Отвлечемся ненадолго от всех этих важных политических событий и посмотрим, что нового происходило в это время при дворе и в Париже.
Печати, наложенные, как мы видели, по приказу короля, были сняты 8 июня. Он присутствовал на этой церемонии, и при нем в комнате Людовика XV были найдены семьдесят тысяч луидоров и различные ценные бумаги на общую сумму в двадцать два миллиона.
Завещание покойного короля, датированное 1766 годом, среди прочих благих распоряжений содержало указание провести его погребение с величайшей простотой. Отдельная статья завещания устанавливала, что внутренности Людовика XV должны были быть переданы капитулу собора Парижской Богоматери, но, даже если бы эта воля покойного короля стала известна вовремя, ее исполнению воспрепятствовало бы разложение, охватившее его тело накануне смерти.
Людовик XV завещал каждой из своих дочерей годовую ренту в двести тысяч ливров, распорядившись разделить долю той из них, что умрет первой, между двумя оставшимися. Каждому из его внебрачных детей было оставлено по завещанию пятьсот тысяч ливров, которые надлежало выплатить единовременно; уверяют, что таких детей насчитывалось шесть десятков и на исполнение одного лишь этого распоряжения ушло тридцать миллионов ливров.
Людовик XVI, упорно противостоявший Марии Антуанетте в вопросе о г-не де Шуазёле, пожелал, тем не менее, вознаградить ее в другом плане за то, что по политическим соображениям отказывался уступить ее воле. Будучи дофиной, она изъявляла желание иметь загородный дом, где она могла бы делать все, что ей будет угодно.
— Сударыня, — через две недели после своего восшествия на престол сказал ей король, — теперь я в состоянии удовлетворить ваше стремление. Прошу вас принять в дар, для вашего личного употребления, дабы вы могли делать там все, что вам угодно, Большой и Малый Трианоны.
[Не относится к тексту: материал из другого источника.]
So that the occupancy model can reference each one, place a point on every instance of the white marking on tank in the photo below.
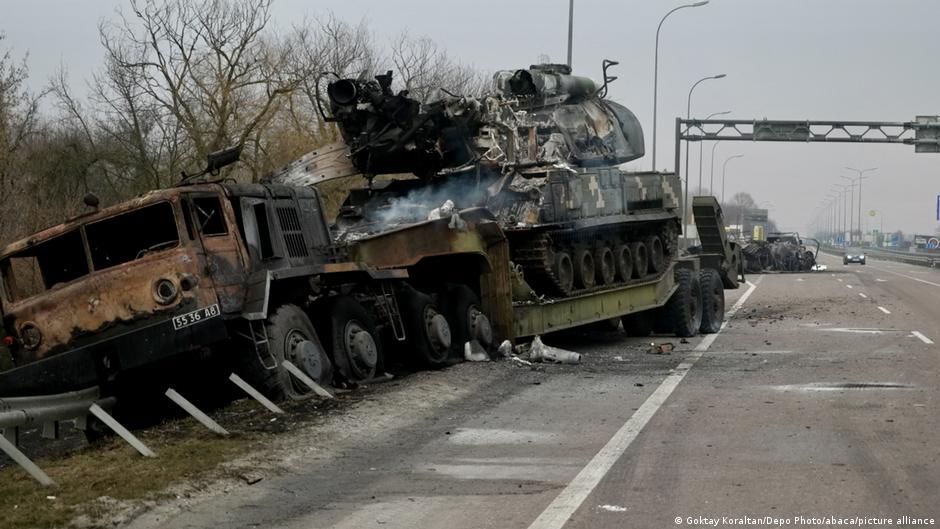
(595, 189)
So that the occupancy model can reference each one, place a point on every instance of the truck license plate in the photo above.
(194, 317)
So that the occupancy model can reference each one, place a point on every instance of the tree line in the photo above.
(180, 79)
Эти прекрасные дворцы всегда были обиталищами возлюбленных королей Франции и, следовательно, должны быть вашими.
Королева сочла Большой Трианон чересчур помпезным для себя и согласилась взять Малый Трианон, но при условии, сказала она со смехом, что король будет являться туда лишь по приглашению.
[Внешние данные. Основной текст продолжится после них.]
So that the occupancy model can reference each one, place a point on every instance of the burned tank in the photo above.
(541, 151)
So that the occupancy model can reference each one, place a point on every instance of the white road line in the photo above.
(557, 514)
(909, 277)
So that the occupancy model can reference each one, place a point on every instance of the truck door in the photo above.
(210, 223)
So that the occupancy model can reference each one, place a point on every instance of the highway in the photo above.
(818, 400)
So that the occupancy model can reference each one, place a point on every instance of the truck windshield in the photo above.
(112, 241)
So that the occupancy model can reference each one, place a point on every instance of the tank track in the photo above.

На другой день Малый Трианон сменил имя и стал называться Малой Веной.
Это благоговение перед воспоминаниями детства было неправильно истолковано. Марию Антуанетту упрекали в том, что она без конца переносит во Францию австрийские нравы, и, словно первый отголосок далекого грома, рядом с ее ухом стало звучать произнесенное вполголоса слово «Австриячка».
И здесь мы вынуждены глубоко погрузиться в подробности личной жизни королевы, ибо, возможно, личная жизнь несчастной Марии Антуанетты еще больше, чем ее общественная жизнь, способствовала росту во Франции ненависти к королеве и в конечном счете привела ее на эшафот.
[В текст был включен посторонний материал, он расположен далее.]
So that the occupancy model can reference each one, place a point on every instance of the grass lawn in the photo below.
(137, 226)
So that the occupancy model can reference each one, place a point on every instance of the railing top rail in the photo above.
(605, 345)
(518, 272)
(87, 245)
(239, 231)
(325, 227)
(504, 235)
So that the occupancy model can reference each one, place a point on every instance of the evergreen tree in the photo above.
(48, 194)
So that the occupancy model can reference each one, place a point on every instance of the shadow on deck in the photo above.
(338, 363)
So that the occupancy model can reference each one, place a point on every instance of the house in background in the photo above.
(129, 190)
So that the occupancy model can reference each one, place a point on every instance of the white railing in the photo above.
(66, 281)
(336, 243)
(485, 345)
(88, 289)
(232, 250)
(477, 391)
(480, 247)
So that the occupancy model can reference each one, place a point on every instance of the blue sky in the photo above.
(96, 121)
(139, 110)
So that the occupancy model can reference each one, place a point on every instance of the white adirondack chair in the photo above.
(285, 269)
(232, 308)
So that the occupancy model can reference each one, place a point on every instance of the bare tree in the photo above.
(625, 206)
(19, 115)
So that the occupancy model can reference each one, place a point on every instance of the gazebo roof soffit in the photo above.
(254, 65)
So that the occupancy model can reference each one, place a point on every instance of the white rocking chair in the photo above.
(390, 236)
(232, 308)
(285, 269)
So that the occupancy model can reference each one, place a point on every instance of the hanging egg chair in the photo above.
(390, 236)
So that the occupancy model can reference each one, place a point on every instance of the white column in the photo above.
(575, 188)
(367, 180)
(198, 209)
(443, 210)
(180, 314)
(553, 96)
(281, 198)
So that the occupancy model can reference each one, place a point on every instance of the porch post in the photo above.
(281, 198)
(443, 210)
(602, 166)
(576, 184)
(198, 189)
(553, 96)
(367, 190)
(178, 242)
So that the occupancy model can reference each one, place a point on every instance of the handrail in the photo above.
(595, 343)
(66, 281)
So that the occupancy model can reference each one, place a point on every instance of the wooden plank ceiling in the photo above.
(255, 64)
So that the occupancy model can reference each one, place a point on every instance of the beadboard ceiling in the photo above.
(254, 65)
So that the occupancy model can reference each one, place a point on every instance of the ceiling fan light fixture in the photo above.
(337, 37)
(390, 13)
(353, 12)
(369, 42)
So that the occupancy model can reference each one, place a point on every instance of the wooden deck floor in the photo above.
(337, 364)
Однако начнем мы со слов, что, окруженная со всех сторон неприязнью и имевшая со стороны семьи своего мужа поддержку лишь в лице графа д'Артуа, которого нередко обвиняли в том, что он поддерживает королеву, испытывая к ней чувство куда более нежное, чем приличествует деверю, Мария Антуанетта, находясь во Франции, которая не была ее родиной, сталкивалась с клеветой на каждом шагу, подобно тому как в каких-нибудь неведомых странах обнаруживают скорпиона или гадюку под каждым кустом травы.
Мы уже говорили о ненависти теток короля к своей племяннице, о неприязни графа Прованского, графини Прованской и графини д'Артуа к своей невестке и, наконец, об ошибочном истолковании дружеских чувств графа д'Артуа к королеве. Вернемся на минуту ко всем подобным сплетням и семейной клевете, порожденным этой ненавистью и этой дружбой и оказавшим столь роковое влияние на судьбу Марии Антуанетты.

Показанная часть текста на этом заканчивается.